Example 2. Let ABC be a triangle and D be the mid-point of BC. Suppose the angle bisector of ∠ADC is tangent to the circumcircle of triangle ABD at D. Prove that ∠A = 90◦.
Of course, you can find the solution just below, but it is highly recommended that, you first try to solve it on your own.
Just remember the words of Paul Halmos, who says “the only way to learn mathematics is to do mathematics”.
Solution 1. According to the symmetry of the given question, we have
- A2 = B2 + 98
- ⇒ A2 – B2 = 98
- ⇒ (A – B) (A + B) = 98
Different possibilities for A, A2and B, B2 are given in the following table:
| A | A2 | B | B2 | A2 − B2 | Remarks |
| Even | Even | Even | Even | Even | May be possible |
| Odd | Odd | Odd | Odd | Even | May be possible |
| Even | Even | Odd | Odd | Odd | Not possible (as the difference = 98) |
| Odd | Odd | Even | Even | Odd | Not possible (as the difference = 98) |
Following cases we need to consider:
Case 1. Let both A and B are even.
Then both A2 and B2 are going to be even. In fact, they are all multiples of 4.
Hence A2 – B2 is also a multiple of four, say 4k.

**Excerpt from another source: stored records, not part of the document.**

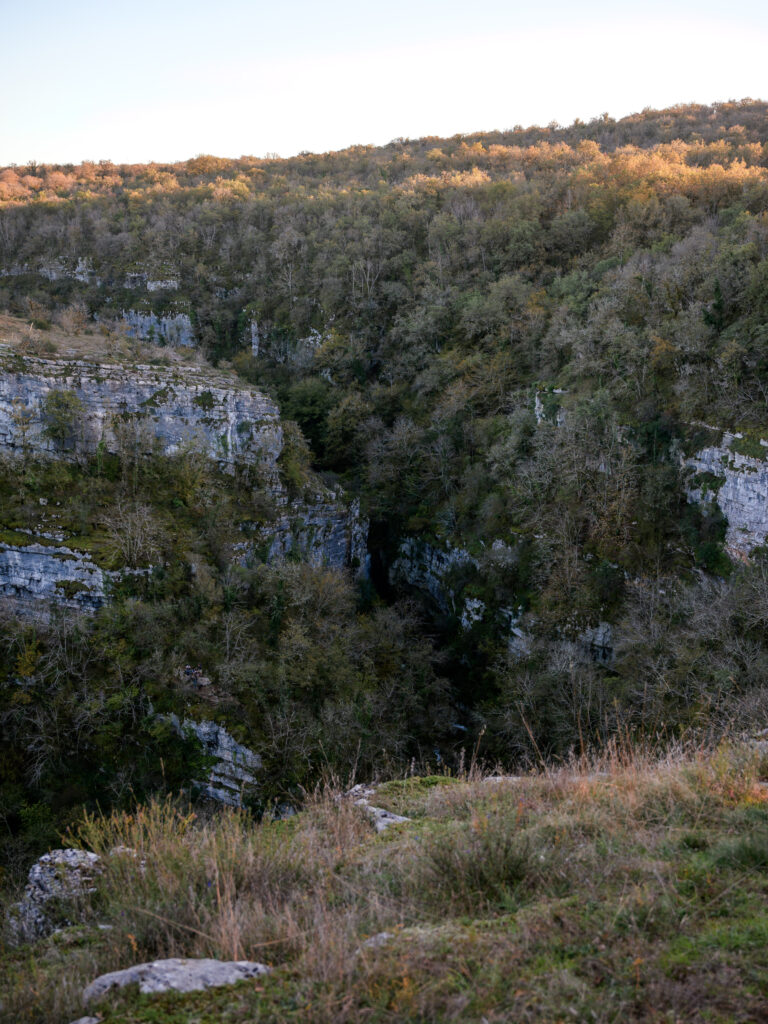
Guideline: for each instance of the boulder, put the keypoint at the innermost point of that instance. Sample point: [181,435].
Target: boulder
[174,975]
[56,879]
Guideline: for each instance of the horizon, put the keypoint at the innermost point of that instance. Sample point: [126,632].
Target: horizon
[551,125]
[168,82]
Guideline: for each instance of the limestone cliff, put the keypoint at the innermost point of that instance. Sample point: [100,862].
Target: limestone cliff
[172,407]
[734,474]
[232,773]
[159,409]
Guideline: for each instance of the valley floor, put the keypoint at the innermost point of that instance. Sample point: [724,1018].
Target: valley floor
[630,889]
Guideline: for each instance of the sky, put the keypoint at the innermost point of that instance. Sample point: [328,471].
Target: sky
[168,80]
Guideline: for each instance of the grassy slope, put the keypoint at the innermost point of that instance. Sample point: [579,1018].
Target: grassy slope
[631,890]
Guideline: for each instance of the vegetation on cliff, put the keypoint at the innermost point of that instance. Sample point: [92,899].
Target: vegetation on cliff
[503,344]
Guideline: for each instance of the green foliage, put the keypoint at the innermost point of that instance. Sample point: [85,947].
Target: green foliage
[62,413]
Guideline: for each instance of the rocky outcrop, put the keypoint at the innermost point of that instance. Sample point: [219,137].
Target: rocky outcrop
[169,329]
[40,573]
[164,408]
[54,884]
[175,975]
[738,483]
[231,777]
[380,817]
[321,532]
[427,568]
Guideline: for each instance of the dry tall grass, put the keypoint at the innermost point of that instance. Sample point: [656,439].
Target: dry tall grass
[306,892]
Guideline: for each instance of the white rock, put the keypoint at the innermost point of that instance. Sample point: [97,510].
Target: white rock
[175,975]
[60,877]
[382,819]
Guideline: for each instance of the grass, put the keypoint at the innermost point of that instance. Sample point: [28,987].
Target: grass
[625,889]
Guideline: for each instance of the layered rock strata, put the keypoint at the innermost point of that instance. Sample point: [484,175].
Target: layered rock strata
[164,408]
[232,775]
[738,484]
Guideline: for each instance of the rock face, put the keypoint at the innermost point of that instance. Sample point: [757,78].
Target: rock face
[153,409]
[40,573]
[167,408]
[421,565]
[322,532]
[172,329]
[738,483]
[232,775]
[175,975]
[55,879]
[37,573]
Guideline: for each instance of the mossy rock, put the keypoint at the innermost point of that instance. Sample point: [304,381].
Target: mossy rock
[413,786]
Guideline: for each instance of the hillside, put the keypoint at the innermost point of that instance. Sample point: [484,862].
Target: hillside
[629,889]
[357,460]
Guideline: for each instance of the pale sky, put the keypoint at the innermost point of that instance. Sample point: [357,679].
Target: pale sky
[167,80]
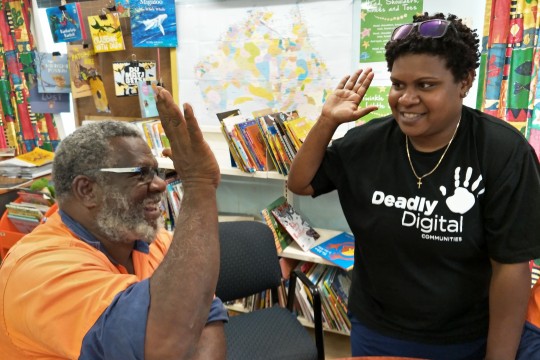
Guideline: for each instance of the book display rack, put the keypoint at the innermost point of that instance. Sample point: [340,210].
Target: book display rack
[293,257]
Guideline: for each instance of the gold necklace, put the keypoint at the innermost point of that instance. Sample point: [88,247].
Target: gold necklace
[419,178]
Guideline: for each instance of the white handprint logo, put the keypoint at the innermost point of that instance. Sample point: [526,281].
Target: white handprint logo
[463,199]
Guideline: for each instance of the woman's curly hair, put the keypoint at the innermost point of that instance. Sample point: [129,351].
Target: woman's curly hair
[460,48]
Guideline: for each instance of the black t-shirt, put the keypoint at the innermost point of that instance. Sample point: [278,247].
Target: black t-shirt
[422,267]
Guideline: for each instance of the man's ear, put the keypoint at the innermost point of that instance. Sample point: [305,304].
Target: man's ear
[85,190]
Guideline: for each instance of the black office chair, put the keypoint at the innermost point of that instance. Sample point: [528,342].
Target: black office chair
[250,265]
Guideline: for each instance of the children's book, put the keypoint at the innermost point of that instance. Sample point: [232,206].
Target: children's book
[297,227]
[281,236]
[339,250]
[82,64]
[122,6]
[153,23]
[98,93]
[106,32]
[47,103]
[66,23]
[147,99]
[52,73]
[128,74]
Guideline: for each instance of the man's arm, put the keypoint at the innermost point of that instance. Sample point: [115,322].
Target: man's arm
[183,286]
[340,107]
[508,297]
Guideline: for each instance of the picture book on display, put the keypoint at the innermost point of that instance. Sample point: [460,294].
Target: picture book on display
[297,227]
[128,74]
[281,236]
[48,103]
[52,73]
[66,23]
[147,100]
[106,32]
[153,23]
[82,64]
[339,250]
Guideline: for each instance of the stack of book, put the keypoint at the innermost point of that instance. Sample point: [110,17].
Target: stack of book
[28,210]
[31,165]
[333,284]
[265,142]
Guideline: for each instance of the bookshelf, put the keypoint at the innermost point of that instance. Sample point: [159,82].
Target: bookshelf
[247,193]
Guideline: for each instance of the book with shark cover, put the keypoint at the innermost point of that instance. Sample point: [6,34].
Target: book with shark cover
[153,24]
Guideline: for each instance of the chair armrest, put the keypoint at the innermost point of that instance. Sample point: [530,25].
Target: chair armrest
[317,307]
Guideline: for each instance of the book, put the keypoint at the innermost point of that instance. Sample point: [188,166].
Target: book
[36,157]
[281,236]
[339,250]
[298,129]
[147,99]
[106,32]
[66,23]
[52,71]
[83,64]
[153,23]
[47,103]
[128,74]
[297,227]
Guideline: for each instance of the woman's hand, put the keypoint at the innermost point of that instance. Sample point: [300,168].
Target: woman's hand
[343,104]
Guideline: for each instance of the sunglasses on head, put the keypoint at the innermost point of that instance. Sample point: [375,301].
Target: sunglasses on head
[434,28]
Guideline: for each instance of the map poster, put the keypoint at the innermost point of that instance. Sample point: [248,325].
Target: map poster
[280,55]
[375,96]
[378,18]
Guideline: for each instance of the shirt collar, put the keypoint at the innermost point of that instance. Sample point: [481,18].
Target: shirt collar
[85,235]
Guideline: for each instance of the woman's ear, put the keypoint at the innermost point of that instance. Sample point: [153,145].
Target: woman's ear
[85,190]
[466,83]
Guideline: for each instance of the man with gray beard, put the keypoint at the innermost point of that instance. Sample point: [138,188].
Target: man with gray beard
[102,278]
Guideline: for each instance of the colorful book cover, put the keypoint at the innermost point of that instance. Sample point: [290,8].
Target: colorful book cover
[52,73]
[122,6]
[147,99]
[98,94]
[153,23]
[48,103]
[82,64]
[106,32]
[339,250]
[128,74]
[299,229]
[66,23]
[281,236]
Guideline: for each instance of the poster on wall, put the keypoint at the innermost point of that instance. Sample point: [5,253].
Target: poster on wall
[378,19]
[279,55]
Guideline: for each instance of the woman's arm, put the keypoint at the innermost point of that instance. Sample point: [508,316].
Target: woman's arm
[341,106]
[508,297]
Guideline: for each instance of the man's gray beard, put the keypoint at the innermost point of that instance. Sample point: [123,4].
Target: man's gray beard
[122,221]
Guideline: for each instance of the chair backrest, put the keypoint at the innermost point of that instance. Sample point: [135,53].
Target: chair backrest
[249,261]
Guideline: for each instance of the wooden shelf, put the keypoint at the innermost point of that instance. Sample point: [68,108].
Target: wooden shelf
[166,163]
[293,251]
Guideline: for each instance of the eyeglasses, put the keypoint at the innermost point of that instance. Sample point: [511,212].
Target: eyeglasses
[146,173]
[434,28]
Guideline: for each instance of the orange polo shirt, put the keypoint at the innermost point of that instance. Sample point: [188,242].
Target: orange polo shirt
[533,313]
[48,276]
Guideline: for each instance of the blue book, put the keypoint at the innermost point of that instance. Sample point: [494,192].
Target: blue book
[66,23]
[153,23]
[52,73]
[339,250]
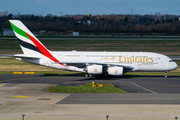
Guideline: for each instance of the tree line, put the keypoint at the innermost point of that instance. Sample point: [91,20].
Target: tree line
[99,24]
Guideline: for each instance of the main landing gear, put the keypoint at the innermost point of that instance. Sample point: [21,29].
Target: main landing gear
[92,75]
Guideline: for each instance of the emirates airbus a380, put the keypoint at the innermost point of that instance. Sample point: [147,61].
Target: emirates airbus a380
[92,63]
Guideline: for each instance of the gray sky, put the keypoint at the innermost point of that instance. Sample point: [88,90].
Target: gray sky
[55,7]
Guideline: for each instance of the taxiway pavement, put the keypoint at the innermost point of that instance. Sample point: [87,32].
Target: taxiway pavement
[151,98]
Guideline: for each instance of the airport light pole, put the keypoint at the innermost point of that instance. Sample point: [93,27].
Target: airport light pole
[107,116]
[23,116]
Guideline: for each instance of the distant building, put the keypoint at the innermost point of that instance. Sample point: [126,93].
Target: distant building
[3,13]
[8,32]
[75,33]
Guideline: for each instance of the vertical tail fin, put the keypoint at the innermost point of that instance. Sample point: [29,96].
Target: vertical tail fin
[28,42]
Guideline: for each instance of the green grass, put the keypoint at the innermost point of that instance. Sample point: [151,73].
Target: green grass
[87,88]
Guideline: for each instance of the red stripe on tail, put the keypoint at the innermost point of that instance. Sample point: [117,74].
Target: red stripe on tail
[43,50]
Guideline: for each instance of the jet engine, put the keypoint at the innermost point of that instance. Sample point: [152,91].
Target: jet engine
[95,69]
[115,71]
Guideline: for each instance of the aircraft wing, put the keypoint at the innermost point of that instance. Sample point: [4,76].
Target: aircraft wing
[19,56]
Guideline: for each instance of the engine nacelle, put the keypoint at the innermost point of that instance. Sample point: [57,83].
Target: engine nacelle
[95,69]
[115,71]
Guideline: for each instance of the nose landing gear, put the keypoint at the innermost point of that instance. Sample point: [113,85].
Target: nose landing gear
[166,74]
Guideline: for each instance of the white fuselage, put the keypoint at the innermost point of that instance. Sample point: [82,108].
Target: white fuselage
[137,61]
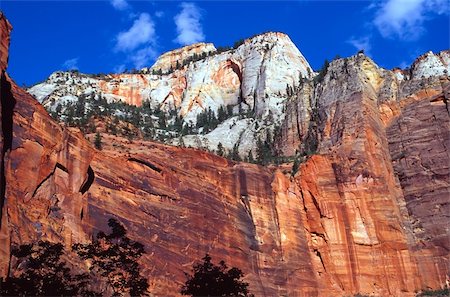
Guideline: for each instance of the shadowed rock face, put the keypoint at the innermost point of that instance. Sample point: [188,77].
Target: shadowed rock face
[368,213]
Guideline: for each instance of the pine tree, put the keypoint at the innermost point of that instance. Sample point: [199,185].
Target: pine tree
[98,141]
[220,150]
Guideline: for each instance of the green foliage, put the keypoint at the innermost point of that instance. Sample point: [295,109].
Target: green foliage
[220,151]
[98,141]
[207,120]
[436,293]
[215,280]
[43,273]
[114,257]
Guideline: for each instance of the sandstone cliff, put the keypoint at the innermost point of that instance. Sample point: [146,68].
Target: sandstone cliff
[367,212]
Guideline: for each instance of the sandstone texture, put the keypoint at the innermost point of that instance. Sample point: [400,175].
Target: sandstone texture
[367,211]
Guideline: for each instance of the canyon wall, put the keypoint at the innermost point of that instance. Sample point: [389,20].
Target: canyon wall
[367,211]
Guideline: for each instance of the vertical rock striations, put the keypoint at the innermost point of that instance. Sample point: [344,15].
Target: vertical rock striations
[367,211]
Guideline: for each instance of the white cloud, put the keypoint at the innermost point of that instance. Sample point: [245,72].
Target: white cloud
[142,32]
[362,43]
[70,64]
[120,4]
[404,18]
[189,29]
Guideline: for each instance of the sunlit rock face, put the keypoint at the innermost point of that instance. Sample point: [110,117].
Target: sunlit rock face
[253,78]
[367,211]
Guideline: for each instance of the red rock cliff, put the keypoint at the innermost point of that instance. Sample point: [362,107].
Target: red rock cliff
[366,214]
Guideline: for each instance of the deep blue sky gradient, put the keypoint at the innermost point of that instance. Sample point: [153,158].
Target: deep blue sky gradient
[47,33]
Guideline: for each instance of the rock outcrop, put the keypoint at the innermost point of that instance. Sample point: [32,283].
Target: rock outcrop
[252,79]
[367,211]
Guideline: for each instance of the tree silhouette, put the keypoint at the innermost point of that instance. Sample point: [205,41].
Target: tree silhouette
[98,141]
[43,273]
[114,257]
[212,280]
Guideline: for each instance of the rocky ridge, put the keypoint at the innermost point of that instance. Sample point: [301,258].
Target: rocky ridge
[365,213]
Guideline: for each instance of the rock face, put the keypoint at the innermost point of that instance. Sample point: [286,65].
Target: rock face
[170,59]
[366,213]
[253,79]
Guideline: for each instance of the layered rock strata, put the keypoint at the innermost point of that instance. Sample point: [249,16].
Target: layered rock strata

But 98 is not divisible by 4.
So, both A and B are even is not possible.
Case 2. Let both A and B are odd.
Then (A – B) and (A + B) both will be even.
Hence the product (A – B) (A + B) looks like an even number × an even number.
This is definitely a multiple of four, say 4m.
But 98 is not divisible by 4.
So, both A and B are odd is not possible.
Case 3. Let any one of A and B is even and the other being odd.
Clearly, square of an even number is even and that of an odd number is odd.
Hence A2 – B2 is always an odd number.
But 98 is an even number.
So, any one of A and B is even and the other being odd is impossible.
Hence we conclude now that no such set exists.
Solution 2. Let P be the centre of the circumcircle T of triangle ABC.
Let the tangent at D to T intersect AC in E.
Then PD ⊥ DE. Since DE bisects ∠ADC, this implies that DP bisects ∠ADB.
Hence the circumcentre and the incentre of triangle ABD lies on the same line DP.
This implies that DA = DB. Thus DA = DB = DC and hence D is the circumcentre of triangle ABC.
This gives ∠A = 90◦ .
Problem 2 is very alike to Q5 of the MAT 2008
Thank you for taking the pain
Another approach for Problem 1
(a+b)(a-b)=98
Factorize 98 into pairs (1,98), (2,49), (7,14)
Case 1
a+b=98
a-b=1
Solving, a and b are not integer (rejected)
Case 2
a+b=49
a-b=2
Also, a and b are not integer (rejected)
Similarly for (7,14) pairs
So no solution.
Thank you so much for the alternative solution. Definitely, this will enrich us.